5 Things NOT To Say To Someone Depressed

People who are depressed have a lot on their mind and with that a lot of questions they try to answer themselves: what happened, what’s wrong with me? Why can’t I do anything right? Wouldn’t people be better off if I was dead?

But to make things worse, they often feel isolated and misunderstood because of something silly a friend or family member said. Don’t let that be you. Here are some phrases never to say:


1. What NOT to say:
“There’s always someone worse off than you are.”

What to say:
“You’re not alone in this.”

Depression has a way of singling out a person and putting it in their head that they are the ONLY ones expereicneing this or who have ever experienced this. That’s why many people who face depression want to be alone. Depression feeds off of loneliness. You saying “you’re not alone in this” helps them to know that others have not only experienced this, but have made it through.

2. What NOT to say:
“No one ever said that life was fair.”

What to say:
“You are important to me.”

This comment treats depression like it’s a choice, as if the person suffering is choosing to be in a sad mood. Nobody chooses to be depressed. If it were that easy, we’d choose not to be. The comment, “You are important to me” reminds them that even though they may not value themselves at this point, someone (you) still value them.
3. What NOT to say:
“It’s your own fault.”

What to say:
“When all this is over, I’ll still be here and so will you.”

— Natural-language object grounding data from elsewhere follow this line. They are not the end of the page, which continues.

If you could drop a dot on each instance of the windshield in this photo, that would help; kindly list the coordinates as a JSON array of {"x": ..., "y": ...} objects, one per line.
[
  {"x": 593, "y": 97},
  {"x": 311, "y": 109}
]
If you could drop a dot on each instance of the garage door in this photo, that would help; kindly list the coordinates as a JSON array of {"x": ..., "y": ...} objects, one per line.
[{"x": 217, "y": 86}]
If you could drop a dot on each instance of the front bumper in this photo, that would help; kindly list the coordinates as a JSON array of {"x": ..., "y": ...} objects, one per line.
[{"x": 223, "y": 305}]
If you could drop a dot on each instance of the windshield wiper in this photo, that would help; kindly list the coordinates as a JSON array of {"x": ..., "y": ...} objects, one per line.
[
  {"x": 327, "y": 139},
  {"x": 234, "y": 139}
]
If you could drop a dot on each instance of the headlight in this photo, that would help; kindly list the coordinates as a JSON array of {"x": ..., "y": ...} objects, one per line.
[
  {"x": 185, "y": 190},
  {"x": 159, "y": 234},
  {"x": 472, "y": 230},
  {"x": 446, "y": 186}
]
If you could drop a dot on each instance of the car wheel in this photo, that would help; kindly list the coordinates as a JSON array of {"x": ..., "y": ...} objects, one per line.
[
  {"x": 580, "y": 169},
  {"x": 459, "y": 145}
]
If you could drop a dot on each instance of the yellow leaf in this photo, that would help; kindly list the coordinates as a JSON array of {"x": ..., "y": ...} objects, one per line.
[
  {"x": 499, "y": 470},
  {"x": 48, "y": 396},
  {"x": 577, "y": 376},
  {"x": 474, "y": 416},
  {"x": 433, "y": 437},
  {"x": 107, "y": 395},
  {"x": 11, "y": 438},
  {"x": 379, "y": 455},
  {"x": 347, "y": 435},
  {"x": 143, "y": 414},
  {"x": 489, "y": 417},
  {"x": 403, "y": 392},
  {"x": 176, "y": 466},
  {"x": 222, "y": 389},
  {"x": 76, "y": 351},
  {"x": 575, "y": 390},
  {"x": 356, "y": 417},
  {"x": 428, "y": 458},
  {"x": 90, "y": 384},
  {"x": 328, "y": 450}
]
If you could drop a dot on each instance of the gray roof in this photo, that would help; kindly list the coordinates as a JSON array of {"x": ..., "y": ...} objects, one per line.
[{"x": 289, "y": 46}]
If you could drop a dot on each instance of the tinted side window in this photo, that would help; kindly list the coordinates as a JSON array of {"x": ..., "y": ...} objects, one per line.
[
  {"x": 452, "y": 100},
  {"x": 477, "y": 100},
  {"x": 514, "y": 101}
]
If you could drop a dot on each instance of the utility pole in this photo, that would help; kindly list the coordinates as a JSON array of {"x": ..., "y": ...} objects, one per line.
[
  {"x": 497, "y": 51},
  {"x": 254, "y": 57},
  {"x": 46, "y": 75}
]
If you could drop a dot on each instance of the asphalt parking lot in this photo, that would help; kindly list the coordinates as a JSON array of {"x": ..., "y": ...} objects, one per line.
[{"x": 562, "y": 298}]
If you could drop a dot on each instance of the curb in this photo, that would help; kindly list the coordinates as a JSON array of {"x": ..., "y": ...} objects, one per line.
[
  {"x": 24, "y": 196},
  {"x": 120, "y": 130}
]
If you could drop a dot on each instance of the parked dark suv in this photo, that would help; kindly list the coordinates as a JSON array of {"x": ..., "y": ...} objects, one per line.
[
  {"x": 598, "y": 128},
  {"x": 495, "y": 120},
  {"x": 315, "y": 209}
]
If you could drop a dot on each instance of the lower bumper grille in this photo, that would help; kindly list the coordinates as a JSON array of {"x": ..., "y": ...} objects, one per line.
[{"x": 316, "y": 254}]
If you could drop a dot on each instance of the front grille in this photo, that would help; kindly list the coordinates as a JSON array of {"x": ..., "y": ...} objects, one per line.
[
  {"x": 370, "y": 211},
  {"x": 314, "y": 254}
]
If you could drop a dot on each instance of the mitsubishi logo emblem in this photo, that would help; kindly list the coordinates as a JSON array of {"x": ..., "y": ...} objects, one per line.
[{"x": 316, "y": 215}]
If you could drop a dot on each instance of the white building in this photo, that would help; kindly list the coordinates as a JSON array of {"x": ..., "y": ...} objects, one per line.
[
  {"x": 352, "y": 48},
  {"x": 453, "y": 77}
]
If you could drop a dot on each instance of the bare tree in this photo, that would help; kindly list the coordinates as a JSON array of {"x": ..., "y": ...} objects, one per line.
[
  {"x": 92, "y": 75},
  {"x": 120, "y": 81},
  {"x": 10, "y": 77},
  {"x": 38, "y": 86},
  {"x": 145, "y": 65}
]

Even if it may be a course of action from your friend that led him or her to this point, playing the blame game doesn’t help, nor does it change the situation. Many times, it can make it worse. The course of action to follow is to identify the problem and set a course of action to rectify it. The phrase, “when all this is over, I’ll still be here and so will you” speaks volumes that 1.) things will work out and 2.) the situation isn’t dire to harm themselves or other people.